In other words, while it’s important to be factually correct and authentic, the writer’s job is to weave that information into the story, not drop a text book on your head. If you want to know what happens when you do that, check out A Deadly Truth.
It’s much easier in films and TV programmes because you can’t dump loads of written explanation. It would be the equivalent of stopping mid-scene so the author can come on stage and talk to the camera for five minutes explaining the background to the action. Instead the characters explain through their dialogue. It feels more natural for them to do that. Although I do sometimes feel sorry for characters when they have to state the obvious because it is something that the viewer needs to know.
After all, it’s far more interesting to have Dan, Emma or Ed to explain it to you, rather than me butting in.
Weaving it in
My way around an information dump, as I said, is to write the story first and then work out what I and the reader really need to know and when we need to know it. I find this to be much easier. That way, I save myself from disappearing down a rabbit hole. I know what I need to prove my theory.
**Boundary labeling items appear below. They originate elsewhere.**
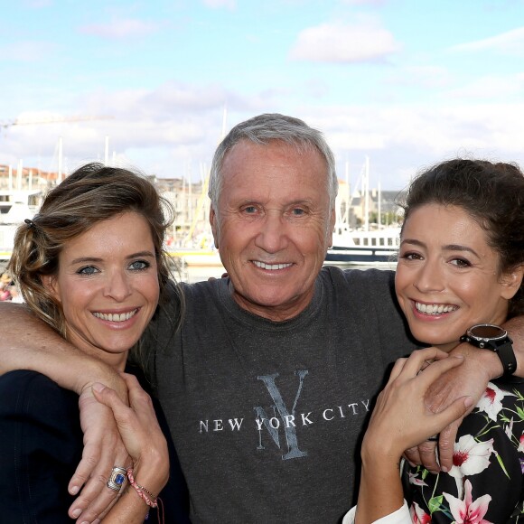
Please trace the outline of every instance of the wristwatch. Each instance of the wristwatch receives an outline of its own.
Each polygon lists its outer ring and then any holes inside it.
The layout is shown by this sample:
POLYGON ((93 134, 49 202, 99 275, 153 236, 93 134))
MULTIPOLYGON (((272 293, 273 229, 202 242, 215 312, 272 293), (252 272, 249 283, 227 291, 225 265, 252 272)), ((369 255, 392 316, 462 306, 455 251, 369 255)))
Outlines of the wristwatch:
POLYGON ((501 326, 491 323, 473 325, 461 337, 461 342, 468 342, 477 348, 495 351, 504 368, 502 377, 510 377, 516 371, 517 359, 511 345, 513 341, 508 336, 508 332, 501 326))

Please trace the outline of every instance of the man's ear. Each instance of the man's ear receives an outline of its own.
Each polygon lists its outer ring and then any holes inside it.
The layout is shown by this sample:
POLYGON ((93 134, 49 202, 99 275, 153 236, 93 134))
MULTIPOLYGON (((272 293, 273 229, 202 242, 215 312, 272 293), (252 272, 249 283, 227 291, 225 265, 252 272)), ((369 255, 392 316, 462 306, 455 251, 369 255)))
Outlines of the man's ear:
POLYGON ((213 204, 210 209, 210 224, 211 225, 211 231, 213 233, 213 241, 215 243, 215 248, 219 248, 219 219, 217 217, 217 213, 215 211, 215 208, 213 204))
POLYGON ((524 265, 520 264, 508 273, 504 273, 501 278, 502 284, 502 296, 508 300, 513 298, 519 291, 524 277, 524 265))
POLYGON ((43 275, 42 276, 42 284, 47 292, 57 301, 61 302, 60 297, 60 285, 58 279, 54 275, 43 275))

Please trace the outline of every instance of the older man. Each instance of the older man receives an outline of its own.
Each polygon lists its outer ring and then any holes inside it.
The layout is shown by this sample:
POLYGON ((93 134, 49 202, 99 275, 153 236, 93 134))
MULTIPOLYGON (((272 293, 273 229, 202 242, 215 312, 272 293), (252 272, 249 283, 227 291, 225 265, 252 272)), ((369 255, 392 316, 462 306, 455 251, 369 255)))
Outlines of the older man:
MULTIPOLYGON (((211 222, 229 277, 183 285, 181 329, 168 307, 148 342, 194 522, 334 523, 351 505, 372 398, 415 345, 391 272, 323 268, 336 192, 332 154, 295 118, 243 122, 215 154, 211 222)), ((79 392, 105 381, 85 360, 71 374, 73 352, 40 332, 45 358, 13 335, 4 370, 29 364, 79 392)), ((475 378, 479 394, 489 378, 475 378)))

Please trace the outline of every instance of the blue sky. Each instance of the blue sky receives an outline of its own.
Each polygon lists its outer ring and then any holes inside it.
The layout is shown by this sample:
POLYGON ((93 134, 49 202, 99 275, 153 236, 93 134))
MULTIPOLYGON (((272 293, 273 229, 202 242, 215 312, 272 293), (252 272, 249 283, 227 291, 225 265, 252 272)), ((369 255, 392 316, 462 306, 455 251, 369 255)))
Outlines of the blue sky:
POLYGON ((199 180, 226 129, 304 119, 351 184, 444 158, 524 166, 524 0, 2 1, 0 164, 199 180))

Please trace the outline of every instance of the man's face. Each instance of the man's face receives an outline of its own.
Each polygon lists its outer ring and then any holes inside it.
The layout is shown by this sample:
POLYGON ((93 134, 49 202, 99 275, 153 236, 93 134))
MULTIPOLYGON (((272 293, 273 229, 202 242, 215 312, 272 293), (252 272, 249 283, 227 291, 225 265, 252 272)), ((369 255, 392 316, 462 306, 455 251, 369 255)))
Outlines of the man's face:
POLYGON ((298 314, 313 297, 335 220, 320 153, 239 142, 224 159, 218 208, 210 220, 236 302, 274 321, 298 314))

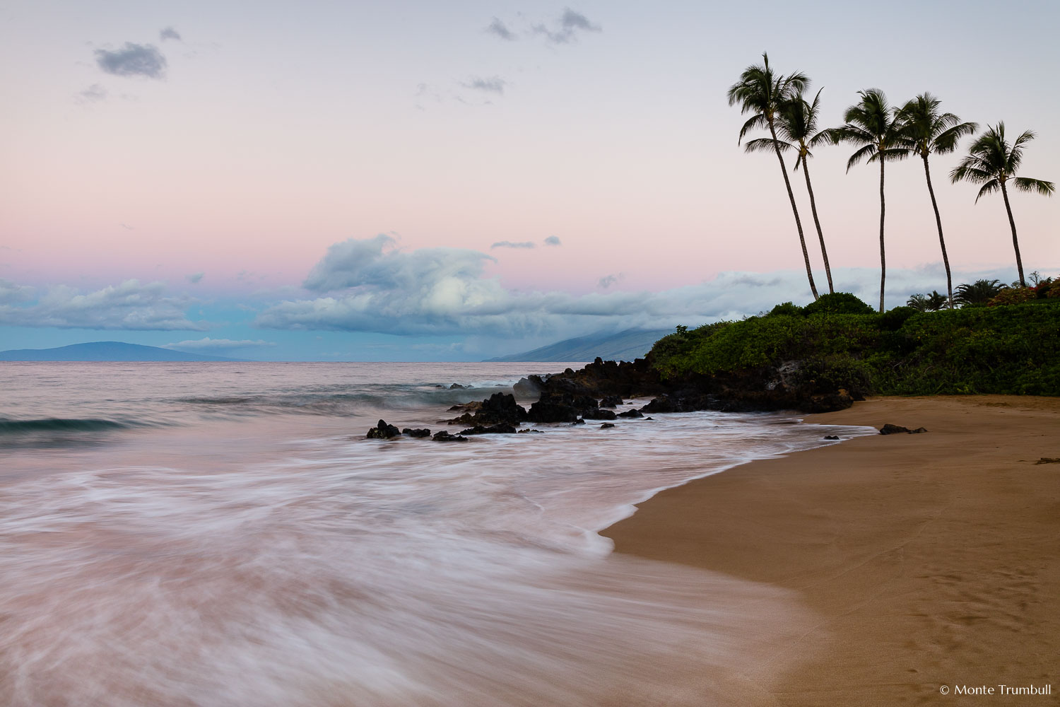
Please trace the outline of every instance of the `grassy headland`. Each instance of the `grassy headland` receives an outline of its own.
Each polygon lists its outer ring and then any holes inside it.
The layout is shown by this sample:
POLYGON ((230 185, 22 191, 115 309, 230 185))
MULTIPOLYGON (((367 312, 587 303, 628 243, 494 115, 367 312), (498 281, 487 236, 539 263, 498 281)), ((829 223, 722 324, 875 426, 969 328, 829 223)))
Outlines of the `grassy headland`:
POLYGON ((853 295, 742 321, 678 328, 649 355, 664 381, 793 361, 816 388, 859 395, 1060 395, 1060 298, 876 314, 853 295), (996 305, 993 305, 996 304, 996 305))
A story I’ve been working on recently had me looking up the symptoms of cholera and whether that could be mistaken for poisoning. It can, if you’re interested. I might need a bit of extra background to build authenticity but what and how I communicate that information to the reader is important. Then my decision is exactly what the reader needs to know to keep it simple. It was necessary research because I had to make sure that there is actually a poison that mimics the symptoms of cholera. There is, but I won’t tell you which one, in case the story ever gets finished and you end up reading it.
The latest Allensbury Mystery, currently in the writing stage, is set in a dance and drama school and one of the main characters is a ballet dancer. Don’t do what I did and Google “ballet dancers’ feet”. The results of the image search is enough to put you off your lunch. However, it was important for me to know what they look like so one character can describe them. In this case, the pictures did help!
But if you throw in chunks of research at once, you risk the reader putting the book down forever as ‘boring’. Your story and characters could be amazing but the reader is put off because they’re being given a lot of information that they’re not even sure they need.
This kind of information should be, as I said, woven into the story.
What do readers want?
Many readers, particularly with the state of the world at the moment, say they read for escapism. Indeed, that’s very much a thing for me. I love a book that holds my attention and then leaves me wondering whether I’ll ever find anything as good in future.
The biggest compliment you can give a writer is to say that you couldn’t put their book down. That you feel better for having read the book. Whether you learned from it or simply read it and enjoyed it, that’s exactly what the writer wants for you, and they will be delighted that they’ve succeeded.
When it comes to fiction, for me, I’m looking for something that entertains me, something that pulls me into the story so much that I forget what’s happening around me. I remember reading one of the Harry Potter books and all that made me stop was the room had gone so dark that I could barely see the words on the page. I’ve also had several books that almost made me miss my stop on the train. How’s that for enthralling?
So, while informing and enriching are important, for me it’s all about the entertainment. If I learn something along the way, that’s great, but when it comes to novels that’s not what I’m looking for.
In conclusion…
So, my message to writers is, by all means do your research and use it to inform yourself about the world your characters live in. But only give the readers what they absolutely need to know at that point and use dialogue to explain some of it. It’s much better if a character is giving you the information, and it’s drip-fed on a need to know basis, than the writer butting in and spoiling the flow of the story.
Informing and enriching are all very well, but don’t forget that, most of all, a writer’s job – and their book – is to entertain.